Back to Glossary

What is Vishing?

Last reviewed by Moderation API

Vishing is voice phishing. An attacker calls the victim and impersonates a bank, tax authority, or tech-support agent to extract credentials, payment details, or remote access to a device.

Modern vishing increasingly layers AI voice cloning on top of the traditional script, so the caller can impersonate someone the victim already knows and trusts: a spouse, a CEO, a child.

The classic vishing attack flow

A typical vishing call combines three ingredients. Spoofed caller ID displays a trusted number. An authority figure answers, usually a fraud department, IRS agent, Social Security Administration investigator, Medicare representative, local police officer, or Microsoft technician. Then comes manufactured urgency: your account has been compromised, a warrant has been issued, your benefits will be suspended.

The IRS has publicly flagged impersonation calls as one of the most persistent phone fraud schemes targeting U.S. consumers, and the Social Security Administration Office of the Inspector General runs an ongoing public-awareness campaign specifically about SSA impostor calls. The FBI IC3 and FTC both track vishing losses in the hundreds of millions of dollars annually.

Robocalls, STIR/SHAKEN, and carrier defenses

Vishing operates on top of the wider robocall economy. YouMail's Robocall Index has regularly measured billions of robocalls placed to U.S. numbers each month, a large share of which are fraudulent.

In response, the FCC mandated STIR/SHAKEN, a protocol that cryptographically authenticates caller ID information as it passes between carriers, making large-scale spoofing materially harder on major networks. Carrier tools like AT&T ActiveArmor, T-Mobile Scam Shield, and Verizon Call Filter use STIR/SHAKEN attestation plus heuristics to block or label suspected scam calls, and Google's Pixel Call Screen uses an on-device assistant to answer calls on the user's behalf.

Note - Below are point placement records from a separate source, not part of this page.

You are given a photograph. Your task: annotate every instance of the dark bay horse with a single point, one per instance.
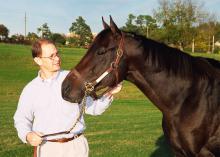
(185, 89)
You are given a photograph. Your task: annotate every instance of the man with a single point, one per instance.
(41, 109)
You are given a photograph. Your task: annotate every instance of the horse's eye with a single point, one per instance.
(101, 51)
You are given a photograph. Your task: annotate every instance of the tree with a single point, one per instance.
(58, 38)
(141, 24)
(3, 32)
(177, 18)
(44, 30)
(32, 36)
(82, 32)
(130, 25)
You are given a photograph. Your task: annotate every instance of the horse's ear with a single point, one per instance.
(105, 25)
(114, 27)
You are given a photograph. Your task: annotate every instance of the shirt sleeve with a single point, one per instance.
(23, 116)
(97, 107)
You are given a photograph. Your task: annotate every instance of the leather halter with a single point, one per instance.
(90, 86)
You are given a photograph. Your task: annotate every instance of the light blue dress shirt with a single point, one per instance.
(41, 108)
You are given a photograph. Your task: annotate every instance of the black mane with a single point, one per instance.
(174, 61)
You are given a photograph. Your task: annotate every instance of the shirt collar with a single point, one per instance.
(53, 78)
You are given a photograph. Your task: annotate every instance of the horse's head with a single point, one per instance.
(102, 66)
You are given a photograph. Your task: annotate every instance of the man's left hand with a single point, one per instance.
(115, 90)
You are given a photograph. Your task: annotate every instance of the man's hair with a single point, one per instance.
(36, 47)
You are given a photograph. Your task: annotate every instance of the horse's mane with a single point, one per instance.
(175, 61)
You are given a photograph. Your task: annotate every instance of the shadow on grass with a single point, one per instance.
(162, 148)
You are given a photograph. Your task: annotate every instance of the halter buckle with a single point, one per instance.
(89, 87)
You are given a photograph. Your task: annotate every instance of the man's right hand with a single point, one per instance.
(34, 138)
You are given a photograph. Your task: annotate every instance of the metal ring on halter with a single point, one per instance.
(114, 66)
(89, 87)
(119, 52)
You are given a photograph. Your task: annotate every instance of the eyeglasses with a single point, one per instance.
(53, 56)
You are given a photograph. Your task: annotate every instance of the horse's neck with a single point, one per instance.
(162, 89)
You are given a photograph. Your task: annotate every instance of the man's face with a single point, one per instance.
(50, 58)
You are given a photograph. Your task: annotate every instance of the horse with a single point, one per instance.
(186, 89)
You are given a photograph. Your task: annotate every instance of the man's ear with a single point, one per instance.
(38, 61)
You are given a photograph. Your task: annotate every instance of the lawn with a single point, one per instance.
(130, 127)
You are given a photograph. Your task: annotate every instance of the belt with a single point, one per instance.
(61, 140)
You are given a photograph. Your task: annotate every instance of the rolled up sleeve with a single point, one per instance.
(23, 117)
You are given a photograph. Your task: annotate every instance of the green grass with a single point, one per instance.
(130, 127)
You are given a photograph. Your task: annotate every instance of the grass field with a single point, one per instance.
(131, 127)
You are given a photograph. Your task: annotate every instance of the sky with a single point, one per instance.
(59, 15)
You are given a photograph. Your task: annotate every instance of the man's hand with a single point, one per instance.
(34, 138)
(115, 90)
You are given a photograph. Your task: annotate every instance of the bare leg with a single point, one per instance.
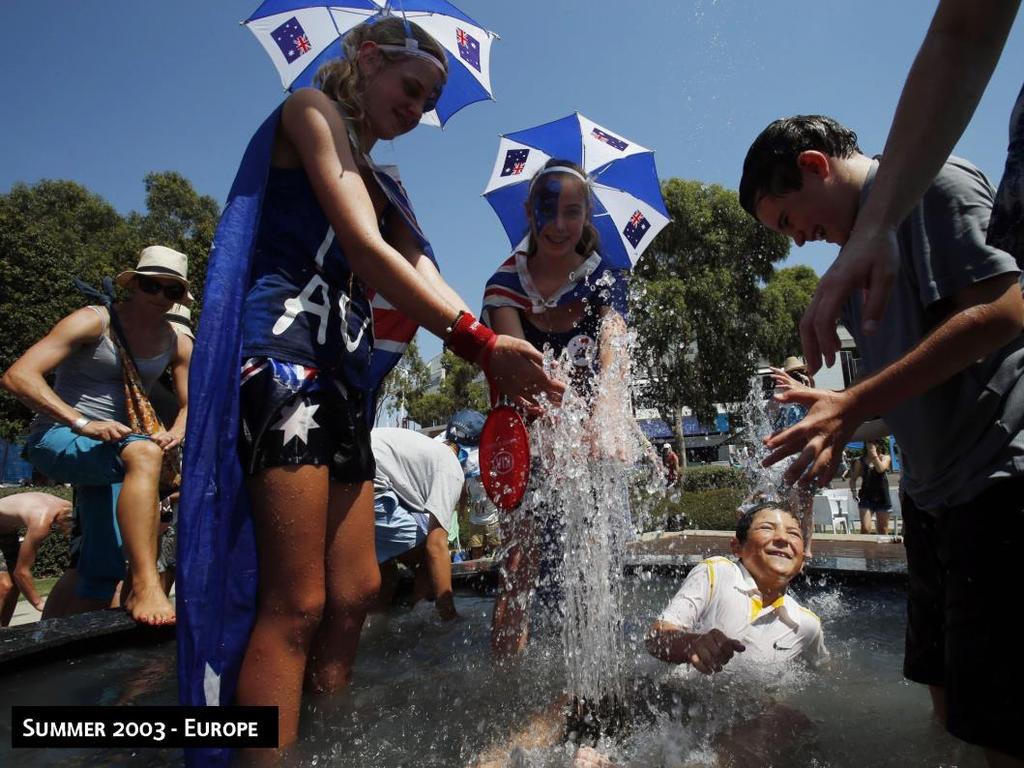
(510, 623)
(353, 581)
(389, 583)
(138, 516)
(8, 598)
(290, 516)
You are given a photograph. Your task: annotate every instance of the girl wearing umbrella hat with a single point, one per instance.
(558, 294)
(329, 225)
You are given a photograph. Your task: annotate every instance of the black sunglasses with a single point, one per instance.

Variants: callback scams, tech support, and AI voice cloning

Several distinctive vishing variants are worth naming:

  • Callback scams leave a single missed call from an expensive international premium-rate number, betting that the victim will call back out of curiosity.
  • Tech-support scams impersonate Apple, Microsoft, or Geek Squad, often starting as a pop-up warning and escalating into a phone call that ends with the victim installing remote-access software.
  • AI voice cloning has reshaped vishing since around 2023. With only seconds of source audio, attackers can now run real-time impersonations of family members for ransom-style scams or of executives for wire-fraud calls. The shift has been documented in FTC consumer alerts and in research from firms like McAfee and Pindrop.

Detection and platform responsibility

The durable individual defense has not changed.

If a call claims to be from your bank, the IRS, or any authority, hang up and call back using the official number printed on your card or the organization's verified website. Banks increasingly add transaction friction such as step-up authentication, 24-hour transfer holds, and challenge questions, specifically to interrupt vishing-driven wire fraud.

On the platform side, VoIP providers bear growing responsibility under FCC rules to authenticate originating traffic, and messaging apps that offer voice calling face similar pressure to detect impersonation and fraud patterns. Moderation systems on adjacent text and voice channels contribute by flagging scam scripts and coordinated impersonation campaigns before they reach an audience.